Wednesday delivered a political earthquake with the Department of Justice‘s indictment of Andrew Gillum on a raft of federal charges relating to political corruption.
If you recognize that name, you should. Until recently, the 42-year-old Gillum was described by many in the media as one of the Democratic Party’s rising stars. The African American politician served as mayor of Tallahassee, Florida’s capital, from 2014 to 2018, then narrowly lost the governor’s race to Ron DeSantis. It was close: Gillum lost by less than Stacey Abrams did in neighboring Georgia in 2018, and his political star kept rising despite his defeat. Talk of Gillum’s bright future leading to the White House was commonly discussed in elite liberal circles, at least until photos emerged in March 2020 of the former mayor, a married father, passed out naked after a drug binge with other men, including a gay escort.
Regardless, the 26-page DOJ indictment is a devastating blow to Gillum’s career, no matter how his trial goes.
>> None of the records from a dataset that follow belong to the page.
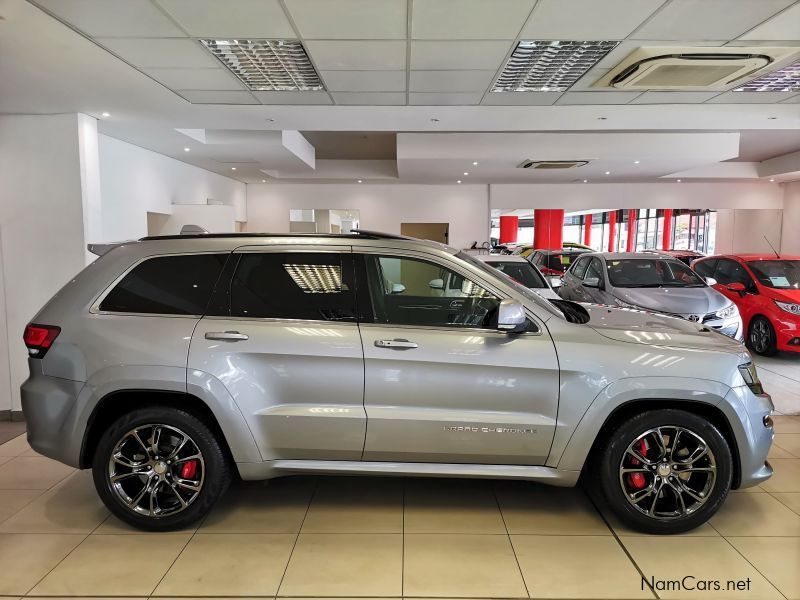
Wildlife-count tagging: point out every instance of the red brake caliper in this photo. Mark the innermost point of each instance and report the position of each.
(637, 480)
(189, 469)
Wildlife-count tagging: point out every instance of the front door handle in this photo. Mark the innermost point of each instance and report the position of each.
(227, 336)
(396, 343)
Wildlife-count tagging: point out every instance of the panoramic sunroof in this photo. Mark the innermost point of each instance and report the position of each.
(549, 66)
(786, 79)
(267, 65)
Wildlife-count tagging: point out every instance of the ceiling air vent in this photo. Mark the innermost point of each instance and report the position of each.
(690, 68)
(267, 65)
(551, 164)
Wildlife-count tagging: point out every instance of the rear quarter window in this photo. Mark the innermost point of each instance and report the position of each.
(172, 285)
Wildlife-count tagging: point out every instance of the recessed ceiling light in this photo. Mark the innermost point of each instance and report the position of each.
(549, 66)
(786, 79)
(267, 65)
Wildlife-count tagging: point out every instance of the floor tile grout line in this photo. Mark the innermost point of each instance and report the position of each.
(621, 545)
(510, 541)
(747, 560)
(297, 537)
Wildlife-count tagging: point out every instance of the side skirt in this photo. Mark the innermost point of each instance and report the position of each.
(279, 468)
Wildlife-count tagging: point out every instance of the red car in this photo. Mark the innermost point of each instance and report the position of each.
(766, 288)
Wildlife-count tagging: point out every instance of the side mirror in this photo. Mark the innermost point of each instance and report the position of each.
(592, 282)
(436, 284)
(511, 316)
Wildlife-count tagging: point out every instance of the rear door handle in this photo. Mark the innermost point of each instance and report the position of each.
(396, 343)
(227, 336)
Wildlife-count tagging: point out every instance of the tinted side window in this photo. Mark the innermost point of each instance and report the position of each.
(729, 271)
(409, 291)
(173, 285)
(579, 268)
(705, 268)
(293, 285)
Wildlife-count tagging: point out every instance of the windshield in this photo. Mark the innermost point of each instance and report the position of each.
(651, 272)
(778, 274)
(523, 272)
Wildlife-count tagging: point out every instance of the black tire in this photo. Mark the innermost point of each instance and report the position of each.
(761, 337)
(214, 476)
(610, 484)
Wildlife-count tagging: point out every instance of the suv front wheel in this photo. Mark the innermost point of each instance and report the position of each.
(160, 468)
(665, 471)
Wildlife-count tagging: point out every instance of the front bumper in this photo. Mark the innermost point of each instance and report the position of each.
(746, 414)
(49, 405)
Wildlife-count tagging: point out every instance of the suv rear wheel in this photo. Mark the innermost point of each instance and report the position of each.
(665, 471)
(160, 468)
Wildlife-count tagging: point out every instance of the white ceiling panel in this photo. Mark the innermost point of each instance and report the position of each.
(349, 19)
(521, 98)
(708, 19)
(150, 54)
(450, 81)
(196, 79)
(443, 99)
(597, 97)
(783, 26)
(751, 97)
(468, 19)
(459, 55)
(218, 97)
(357, 56)
(262, 19)
(369, 98)
(673, 97)
(365, 81)
(587, 19)
(113, 18)
(293, 97)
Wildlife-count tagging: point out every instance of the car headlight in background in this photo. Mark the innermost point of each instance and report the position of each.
(750, 376)
(727, 312)
(790, 307)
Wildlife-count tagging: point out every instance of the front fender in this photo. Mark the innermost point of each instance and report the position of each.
(572, 454)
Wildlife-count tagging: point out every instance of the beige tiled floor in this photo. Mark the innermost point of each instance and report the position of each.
(389, 538)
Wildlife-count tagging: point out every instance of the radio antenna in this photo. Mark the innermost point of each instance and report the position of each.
(773, 247)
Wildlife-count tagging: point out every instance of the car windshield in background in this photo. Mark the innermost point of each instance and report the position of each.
(779, 274)
(651, 272)
(522, 272)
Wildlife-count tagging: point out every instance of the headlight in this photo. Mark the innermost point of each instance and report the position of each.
(727, 312)
(624, 304)
(750, 376)
(789, 307)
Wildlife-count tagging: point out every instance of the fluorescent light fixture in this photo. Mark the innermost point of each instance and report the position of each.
(549, 66)
(267, 65)
(786, 79)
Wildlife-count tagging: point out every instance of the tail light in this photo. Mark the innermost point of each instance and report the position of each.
(39, 338)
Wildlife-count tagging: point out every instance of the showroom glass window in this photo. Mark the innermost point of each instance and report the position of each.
(410, 291)
(293, 285)
(171, 285)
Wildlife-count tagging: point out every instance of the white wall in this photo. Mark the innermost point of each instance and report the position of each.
(135, 181)
(791, 219)
(41, 227)
(381, 207)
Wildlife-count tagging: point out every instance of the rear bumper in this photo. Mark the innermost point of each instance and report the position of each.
(49, 405)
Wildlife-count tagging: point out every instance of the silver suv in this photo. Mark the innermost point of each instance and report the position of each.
(172, 363)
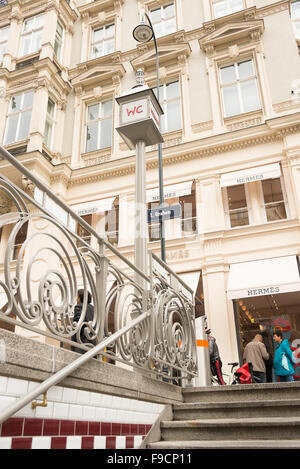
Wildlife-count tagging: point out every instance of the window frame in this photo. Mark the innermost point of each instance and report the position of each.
(284, 200)
(163, 20)
(4, 42)
(98, 120)
(31, 33)
(19, 113)
(59, 40)
(164, 124)
(102, 42)
(228, 11)
(52, 120)
(228, 211)
(237, 83)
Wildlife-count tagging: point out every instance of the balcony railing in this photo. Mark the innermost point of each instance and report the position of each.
(40, 280)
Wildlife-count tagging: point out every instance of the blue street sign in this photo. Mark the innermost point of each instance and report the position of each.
(167, 212)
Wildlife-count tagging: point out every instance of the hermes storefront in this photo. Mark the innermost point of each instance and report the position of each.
(266, 295)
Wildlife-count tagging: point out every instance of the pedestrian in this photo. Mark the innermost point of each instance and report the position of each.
(89, 316)
(283, 358)
(214, 357)
(256, 353)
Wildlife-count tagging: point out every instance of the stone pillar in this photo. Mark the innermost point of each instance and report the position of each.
(49, 30)
(38, 116)
(15, 29)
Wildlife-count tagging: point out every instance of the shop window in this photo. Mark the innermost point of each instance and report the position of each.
(184, 222)
(169, 97)
(226, 7)
(103, 41)
(3, 41)
(31, 36)
(59, 38)
(273, 199)
(82, 232)
(265, 314)
(163, 20)
(18, 118)
(237, 205)
(99, 126)
(239, 88)
(112, 225)
(49, 124)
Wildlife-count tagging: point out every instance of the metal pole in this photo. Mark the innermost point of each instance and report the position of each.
(160, 166)
(140, 212)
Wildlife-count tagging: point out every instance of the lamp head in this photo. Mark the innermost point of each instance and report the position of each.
(142, 32)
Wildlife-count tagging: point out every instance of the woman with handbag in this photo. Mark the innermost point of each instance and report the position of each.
(283, 358)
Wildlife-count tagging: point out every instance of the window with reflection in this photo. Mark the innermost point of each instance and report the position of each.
(99, 126)
(237, 205)
(239, 88)
(273, 199)
(163, 20)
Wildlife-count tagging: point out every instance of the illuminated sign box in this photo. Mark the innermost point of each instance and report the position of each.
(139, 116)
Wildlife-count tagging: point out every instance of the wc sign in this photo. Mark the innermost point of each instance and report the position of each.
(140, 109)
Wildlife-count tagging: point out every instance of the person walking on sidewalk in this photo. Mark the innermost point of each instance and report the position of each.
(256, 353)
(214, 356)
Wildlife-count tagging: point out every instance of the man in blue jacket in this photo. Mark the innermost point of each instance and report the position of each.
(283, 358)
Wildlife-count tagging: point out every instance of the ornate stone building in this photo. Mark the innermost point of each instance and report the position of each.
(230, 89)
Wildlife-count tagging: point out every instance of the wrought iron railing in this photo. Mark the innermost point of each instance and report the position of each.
(39, 283)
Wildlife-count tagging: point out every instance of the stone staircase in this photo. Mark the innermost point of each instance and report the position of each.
(262, 416)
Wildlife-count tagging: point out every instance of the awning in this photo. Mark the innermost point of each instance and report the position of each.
(269, 171)
(263, 277)
(95, 206)
(170, 192)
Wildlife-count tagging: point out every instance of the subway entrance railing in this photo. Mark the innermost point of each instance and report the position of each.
(150, 329)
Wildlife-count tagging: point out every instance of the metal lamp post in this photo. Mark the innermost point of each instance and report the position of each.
(139, 127)
(144, 33)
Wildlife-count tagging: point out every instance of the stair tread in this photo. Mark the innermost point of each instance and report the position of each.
(257, 421)
(253, 403)
(223, 444)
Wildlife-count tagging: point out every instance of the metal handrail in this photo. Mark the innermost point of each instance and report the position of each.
(60, 375)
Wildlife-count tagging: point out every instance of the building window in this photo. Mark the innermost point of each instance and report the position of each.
(237, 205)
(226, 7)
(295, 16)
(99, 126)
(163, 20)
(59, 37)
(3, 41)
(84, 234)
(31, 36)
(273, 199)
(169, 97)
(18, 118)
(103, 41)
(239, 88)
(49, 124)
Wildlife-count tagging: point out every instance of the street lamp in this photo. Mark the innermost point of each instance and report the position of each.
(144, 33)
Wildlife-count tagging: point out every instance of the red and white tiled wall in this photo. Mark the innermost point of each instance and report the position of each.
(74, 419)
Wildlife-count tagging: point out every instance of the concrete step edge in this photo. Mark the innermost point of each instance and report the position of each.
(258, 421)
(217, 405)
(226, 444)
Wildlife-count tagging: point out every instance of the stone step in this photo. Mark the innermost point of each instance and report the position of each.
(225, 444)
(237, 409)
(246, 392)
(233, 429)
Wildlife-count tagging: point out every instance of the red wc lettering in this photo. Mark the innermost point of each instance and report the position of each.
(135, 110)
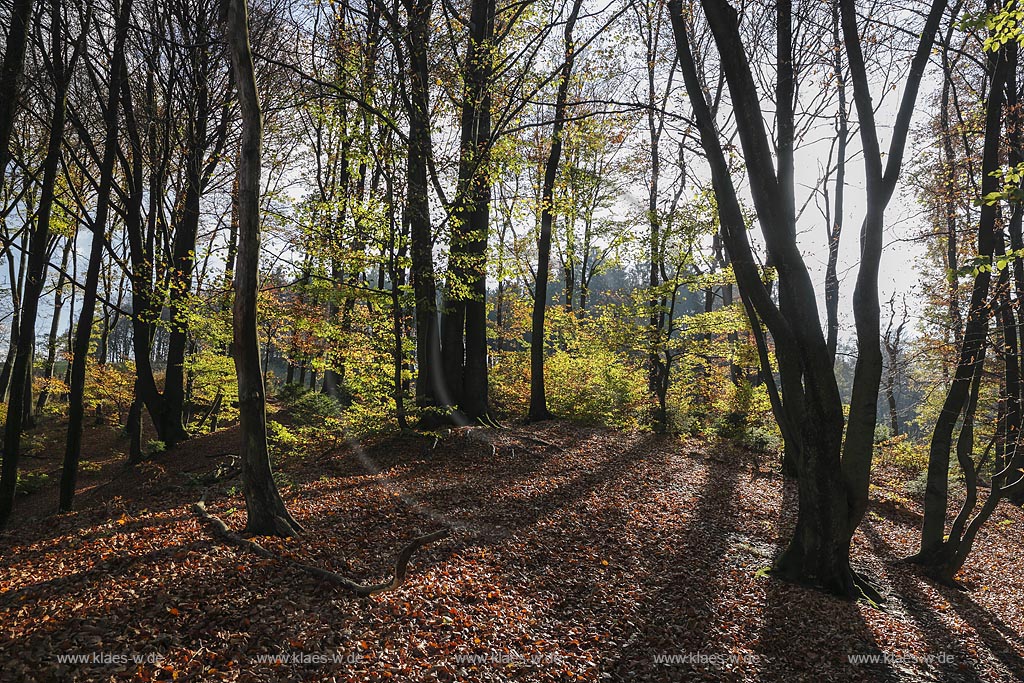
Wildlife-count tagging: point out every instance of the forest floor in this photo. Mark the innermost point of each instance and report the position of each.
(576, 554)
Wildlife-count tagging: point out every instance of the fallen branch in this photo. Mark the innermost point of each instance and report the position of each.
(400, 563)
(537, 439)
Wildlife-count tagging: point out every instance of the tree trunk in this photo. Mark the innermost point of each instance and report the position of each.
(264, 507)
(10, 75)
(430, 389)
(19, 404)
(51, 339)
(80, 352)
(538, 395)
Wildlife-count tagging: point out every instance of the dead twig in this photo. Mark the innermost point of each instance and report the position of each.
(221, 530)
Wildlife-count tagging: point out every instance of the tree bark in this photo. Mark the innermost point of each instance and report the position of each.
(264, 507)
(538, 395)
(83, 334)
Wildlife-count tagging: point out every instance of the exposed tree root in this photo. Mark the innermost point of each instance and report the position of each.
(221, 530)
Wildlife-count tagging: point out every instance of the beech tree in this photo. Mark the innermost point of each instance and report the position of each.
(833, 474)
(265, 509)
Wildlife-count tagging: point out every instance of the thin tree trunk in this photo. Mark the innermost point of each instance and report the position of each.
(538, 395)
(83, 334)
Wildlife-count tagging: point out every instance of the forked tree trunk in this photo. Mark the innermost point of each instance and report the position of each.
(265, 508)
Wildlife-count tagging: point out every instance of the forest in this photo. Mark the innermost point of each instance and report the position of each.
(512, 340)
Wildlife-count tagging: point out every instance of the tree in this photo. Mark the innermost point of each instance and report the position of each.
(538, 397)
(832, 475)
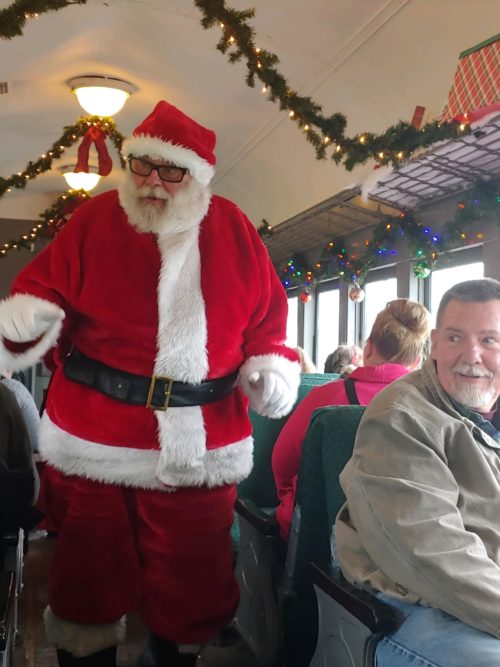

Gillum was indicted along with Sharon Lettman-Hicks, the CEO of the National Black Justice Coalition in Tallahassee. Together, according to the DOJ, they conspired in a brazen act of political corruption between 2016 and 2019 to solicit payments from multiple individuals, some of them undercover FBI agents, in exchange for political favors. Gillum and Lettman-Hicks left an impressive electronic trail of their crimes, which makes it difficult to see how they can beat these charges. Altogether, they face 21 federal counts, among them wire fraud, conspiracy to commit wire fraud, and lying to the FBI. The man who almost became Florida’s chief executive now faces up to 45 years in prison.
Gillum will likely get a far shorter sentence, if convicted, but his political career is finished. His dramatic downfall can be fairly termed “epic.” How it happened needs to be asked. That Gillum was under FBI investigation for corruption was reported by the media in 2018, before the election. Florida media reported on the rising scandal beginning in January of that year.
His rival in that election, DeSantis, cited the FBI’s investigation in their final debate, a matter that Gillum and his defenders predictably brushed off as proof of Republican racism. Of course, it appears that Gillum was soliciting bribes during that gubernatorial campaign, as the DOJ alleges. It’s obvious that Florida dodged a major political bullet by electing DeSantis since the only way this scandal could look worse for Democrats is if Gillum were the Sunshine State’s governor right now.
On cue, Gillum is protesting his innocence while his supporters attempt to pass off his downfall as being about politics — as if President Joe Biden’s Justice Department would take down a rising star of their own party just because.
Credit is due to the FBI. Their multifaceted investigation that took down Gillum commenced in 2015 as Operation Capital Currency, the bureau’s effort to untangle systemic political corruption surrounding the Democratic machine in Tallahassee. That investigation, which has been extensively reported for years by the Tallahassee Democrat, resulted in federal bribery convictions against former Tallahassee Mayor and City Commissioner (and former Chairman of the Florida Democratic Party) Scott Maddox plus two of his co-conspirators and eventually took aim at Gillum at the center of the operation.
The bureau did its job meticulously here, as elaborated by the DOJ indictment. Knowing the political sensitivity surrounding this operation — their target wasn’t merely a prominent politician but an African American who was cordial with personages as august as former President Barack Obama — FBI agents employed multiple informants and sorted through mountains of evidence over years to make a solid case against Gillum, knowing it had to stick the first time. Speaking as a former federal investigator, these G-men and women definitely got their ducks in a row on this one.
For several years, it’s been fashionable on the Right to denigrate the FBI habitually, by no means always unfairly, as an element of the “Deep State” so detested by followers of former President Donald Trump. Some of the bureau’s work in the national security arena undeniably has been flawed. Like every big bureaucracy, the FBI has its share of incompetents, hacks, and even crooks. Indeed, there’s a valid case to be made that the FBI ought to have its highly secretive counterintelligence and counterterrorism missions taken away (few Americans realize that we are among just a handful of Western democracies whose domestic intelligence service is also a law enforcement agency) on civil liberties grounds.
That said, the FBI remains the world’s preeminent law enforcement agency. When it gets in the right gear, it has no equal to bringing bad guys and girls to justice — and doing so impartially. The Gillum case serves as a reminder of why we have the FBI, and we should be glad that we do.
Somewhere, J. Edgar Hoover, the man who created the bureau and ran it for a half-century in his nanomanagerial fashion, is smiling.
John R. Schindler served with the National Security Agency as a senior intelligence analyst and counterintelligence officer.